Methods: Data from this secondary analysis came from a subset of clinical trial participants (N=158) with information on social support. Social support was measured by the Medical Outcomes Study (MOS) Social Support Survey. Outcome variables were independence in activities of daily living (ADLs) measured by Chinese Barthel Index (CBI), depressive symptoms measured by Chinese-version Geriatric Depression Scale, short form (GDS-s), health-related quality of life (HRQoL) measured by Medical Outcomes Study Short Form 36 (SF-36), Taiwan version, nutritional status measured by Mini Nutritional Assessment (MNA), range of motion and quadriceps muscle strength of the affected hip at 1, 3, 6, 12, 18, and 24 months following hospital discharge.

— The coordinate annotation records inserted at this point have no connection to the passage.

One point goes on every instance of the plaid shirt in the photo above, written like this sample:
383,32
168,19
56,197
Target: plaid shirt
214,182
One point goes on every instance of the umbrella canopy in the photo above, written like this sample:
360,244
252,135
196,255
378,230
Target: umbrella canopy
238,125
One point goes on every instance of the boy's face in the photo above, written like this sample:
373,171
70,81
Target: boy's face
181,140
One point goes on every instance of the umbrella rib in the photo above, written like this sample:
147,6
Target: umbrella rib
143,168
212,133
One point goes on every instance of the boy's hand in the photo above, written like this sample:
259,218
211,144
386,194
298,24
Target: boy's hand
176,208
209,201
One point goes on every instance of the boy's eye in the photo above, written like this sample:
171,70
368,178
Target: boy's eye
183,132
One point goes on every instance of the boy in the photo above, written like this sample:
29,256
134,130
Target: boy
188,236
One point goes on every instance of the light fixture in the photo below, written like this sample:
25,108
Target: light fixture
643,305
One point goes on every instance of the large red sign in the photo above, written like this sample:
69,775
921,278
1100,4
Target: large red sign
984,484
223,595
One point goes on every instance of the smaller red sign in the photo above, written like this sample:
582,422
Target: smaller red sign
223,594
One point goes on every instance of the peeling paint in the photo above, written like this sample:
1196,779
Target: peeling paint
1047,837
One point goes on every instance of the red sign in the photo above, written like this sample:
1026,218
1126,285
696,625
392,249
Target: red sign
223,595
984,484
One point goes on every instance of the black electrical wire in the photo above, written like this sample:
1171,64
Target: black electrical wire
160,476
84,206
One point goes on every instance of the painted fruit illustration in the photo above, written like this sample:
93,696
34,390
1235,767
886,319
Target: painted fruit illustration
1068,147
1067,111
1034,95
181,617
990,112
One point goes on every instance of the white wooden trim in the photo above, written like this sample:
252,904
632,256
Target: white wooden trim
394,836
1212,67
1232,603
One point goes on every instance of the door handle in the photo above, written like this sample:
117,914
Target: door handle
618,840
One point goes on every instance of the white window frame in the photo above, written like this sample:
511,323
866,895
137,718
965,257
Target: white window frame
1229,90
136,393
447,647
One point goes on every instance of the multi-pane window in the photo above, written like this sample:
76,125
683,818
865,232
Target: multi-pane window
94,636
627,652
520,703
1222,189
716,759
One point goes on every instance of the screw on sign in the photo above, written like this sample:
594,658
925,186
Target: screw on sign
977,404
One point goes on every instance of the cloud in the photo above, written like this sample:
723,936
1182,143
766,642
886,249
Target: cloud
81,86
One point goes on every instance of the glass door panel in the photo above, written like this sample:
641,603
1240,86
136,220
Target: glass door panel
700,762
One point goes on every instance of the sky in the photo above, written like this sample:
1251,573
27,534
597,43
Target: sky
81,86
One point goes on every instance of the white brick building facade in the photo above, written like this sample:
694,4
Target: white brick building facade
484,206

Results: Over the 2 years following hip-fracture surgery for persons with DM, we found four social-support trajectories: poor and declined (n = 18, 11.4%), moderate and stable (n = 29, 18.4%), high but declining (n = 34, 21.5%) and high and stable (n = 77, 48.7%). After controlling for intervention group, age, gender and attrition, social-support trajectory group was found to influence the intercepts for ADL performance, quadriceps muscle strength, MCS, MNA and GDS. Compared to the poor and declining social-support group, the high and stable social-support group had a significantly better (b = 10.93, p <0.05) CBI score. Compared to the poor and declining social-support group, the quadriceps muscle strengths of the moderate and stable social-support group (b = 2.82, p <0.05), the high but declining social-support group (b = 3.42, p <0.05), and the high and stable social-support group (b = 3.22, p <0.01) were significantly better. For the affected hip’s range of motion, its rate of improvement in the moderate and stable social-support group (b = 1.29, p <0.05) was significantly better than that of the poor and declining group during the first year, and its rate of decline was slower (b = -0.07, p <0.05) during the second year following discharge. The rate of improvement in PCS for the high and stable social-support group (b = 0.77, p <0.05) was significantly better than that of the poor and declining group during the first year. Compared to the poor and declining social-support group, MCS of the high but declining social-support group (b = 5.83, p <0.05) and of the high and stable social-support group (b = 8.98, p <0.01) were significantly better. Compared to the poor and declining social-support group, MNA scores of the moderate and stable social-support group (b = 1.96, p <0.05), of the high but declining social-support group (b = 2.75, p <0.001), and of the high and stable social-support group (b = 2.66, p <0.001) were significantly better. Compared to the poor and declining social-support group, GDS scores of the moderate and stable social-support group (b = -2.95, p <0.05), of the high but declining social-support group (b = -2.29, p <0.05), and of the high and stable social-support group (b = -3.75, p <0.001) were significantly higher. These differences remained throughout the 2 years following discharge.
Conclusion: The social support has great impact on the recovery post operation for hip fractured older persons. Therefore, the assessment of social support and appropriate interventions are important in facilitating the recovery following hip fracture. Specifically, the social support following hip fracture changes overtime. Therefore, it is suggested to assess the social support following hip fracture at least every 6 months during the first 2 years. Attention needs to pay particularly to those with constantly low and declining social support, because they appeared to have the poorest physical function and HRQoL following hip fracture. Also, for those with low and declining social support, in addition to assessment for physical function and HRQoL, detection of depressive symptoms and malnutrition with appropriate interventions are suggested.